Dude, the "capital markets" survived two fucking planes crashing into their center and destroying upwards of a few billion in direct capital and upwards of six trillion if you count collateral costs of an overreacting government.
It can survive the end of the fed.
It was a really good answer. Like Baldwin, even economist of the Austrian stripe have that conversation everyday of what a post Fed world would look like. Of course what critics of the idea too often miss is that it is not necessary for them to describe how the world would be perfected by ending the Fed, but how it will be improved.
I agree that Alec Baldwin sounded more rational than I expected, which isn't saying much. John Cassidy is still crazy though for ranking Baldwin as the 4th most unlikely OWS supporter, directly above Charles Moore, Bill Gross and Larry Fink.
Baldwin doesn't know dick about economics or acting.
I was personally impressed with his answer. The guy talking to him came off as pretty pushy, and asking about Ron Paul was idiotic, embarrassing, and diminished the conversation.
We'll believe corporations are people when Texas executes one.
Corporations derp!
derp is reserved for republican stupid
The state committing homicide is funny! derp!
A single cent of taxes raised on billionaires however is no laughing matter!
Re: Occupier,
Nobody cares what you believe.
"We'll believe corporations are people when Texas executes one."
Corporations aren't people, only large, centralized governments are people.
I'll believe the occupiers are people when Texas executes one.

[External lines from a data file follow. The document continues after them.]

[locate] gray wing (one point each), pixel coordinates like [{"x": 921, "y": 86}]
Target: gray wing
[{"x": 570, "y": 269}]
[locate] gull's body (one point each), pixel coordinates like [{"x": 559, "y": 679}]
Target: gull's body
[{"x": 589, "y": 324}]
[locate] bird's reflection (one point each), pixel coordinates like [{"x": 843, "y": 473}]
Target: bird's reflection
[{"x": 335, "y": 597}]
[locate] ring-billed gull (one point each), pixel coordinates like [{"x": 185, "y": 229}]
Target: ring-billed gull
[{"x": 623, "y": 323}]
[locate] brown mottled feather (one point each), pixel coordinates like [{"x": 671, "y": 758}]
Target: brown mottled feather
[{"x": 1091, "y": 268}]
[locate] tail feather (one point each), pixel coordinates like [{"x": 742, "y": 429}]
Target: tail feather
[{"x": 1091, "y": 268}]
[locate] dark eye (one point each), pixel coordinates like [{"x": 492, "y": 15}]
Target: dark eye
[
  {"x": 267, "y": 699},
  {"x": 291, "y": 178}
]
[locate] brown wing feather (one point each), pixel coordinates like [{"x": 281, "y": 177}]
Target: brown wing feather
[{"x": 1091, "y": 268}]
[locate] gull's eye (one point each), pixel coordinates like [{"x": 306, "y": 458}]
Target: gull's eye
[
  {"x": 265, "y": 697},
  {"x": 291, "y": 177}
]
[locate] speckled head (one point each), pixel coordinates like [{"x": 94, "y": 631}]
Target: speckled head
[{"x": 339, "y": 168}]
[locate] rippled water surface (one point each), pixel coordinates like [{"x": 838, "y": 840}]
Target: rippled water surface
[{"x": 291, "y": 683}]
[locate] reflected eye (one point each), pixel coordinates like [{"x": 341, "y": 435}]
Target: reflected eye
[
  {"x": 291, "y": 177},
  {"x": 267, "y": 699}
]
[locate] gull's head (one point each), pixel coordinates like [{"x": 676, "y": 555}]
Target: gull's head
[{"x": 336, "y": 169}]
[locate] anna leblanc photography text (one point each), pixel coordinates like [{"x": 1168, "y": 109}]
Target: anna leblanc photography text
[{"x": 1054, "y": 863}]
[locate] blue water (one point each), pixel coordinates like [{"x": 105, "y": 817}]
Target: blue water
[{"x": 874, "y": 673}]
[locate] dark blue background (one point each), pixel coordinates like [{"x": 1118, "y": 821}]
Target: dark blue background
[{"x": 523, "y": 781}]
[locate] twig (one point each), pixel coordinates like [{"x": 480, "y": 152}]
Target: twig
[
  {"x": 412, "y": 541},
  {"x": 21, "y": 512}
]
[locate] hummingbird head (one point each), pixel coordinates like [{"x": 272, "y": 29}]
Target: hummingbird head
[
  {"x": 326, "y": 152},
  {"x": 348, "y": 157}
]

You don't need to be able to borrow massive amounts of money cheaply for the country to operate. Capital markets will exist no matter the interest rate paid for the money - those projects whose completion the borrower can afford will go forward. Those that cannot be afforded will NOT go forward. It is precisely this that prevents the booms, and hence the busts. What is so hard to understand about that? During the boom, you get suckered in and buy a house you can't afford. In the bust you lose it, along with all your equity because the market has bottomed and prices corrected. You'd have been a LOT better off saving and renting - with the money you've lost in your failed mortgage, you could have paid CASH for your house. So now you wanna agitate for the privilege of having it happen again?!?!?
You know the truly silly thing about articles like these? That someone would voluntarily choose to believe the people that dug a 16 trillion dollar rat hole despite having control over the world's money supply over the person who correctly predicted the result of their policies SIX YEARS IN ADVANCE. Both Bernanke and Cain didn't know about the crash, and told people everything was FINE days before the crash. Hey, everybody's free to believe whom they please but don't think it makes you look smart to believe those guys over Dr. Paul. Whadda ya, got Stockholm Syndrome?
When it comes to central banking, both the right and the left are whores.
Ron Paul is the man for the job. He's honest and consistent. Imagine that from a politician!
http://www.whatthehellbook.com/the-book/
President Obama's economic mastery is even more evident in Washington, DC, where house prices have been climbing ever since he took office.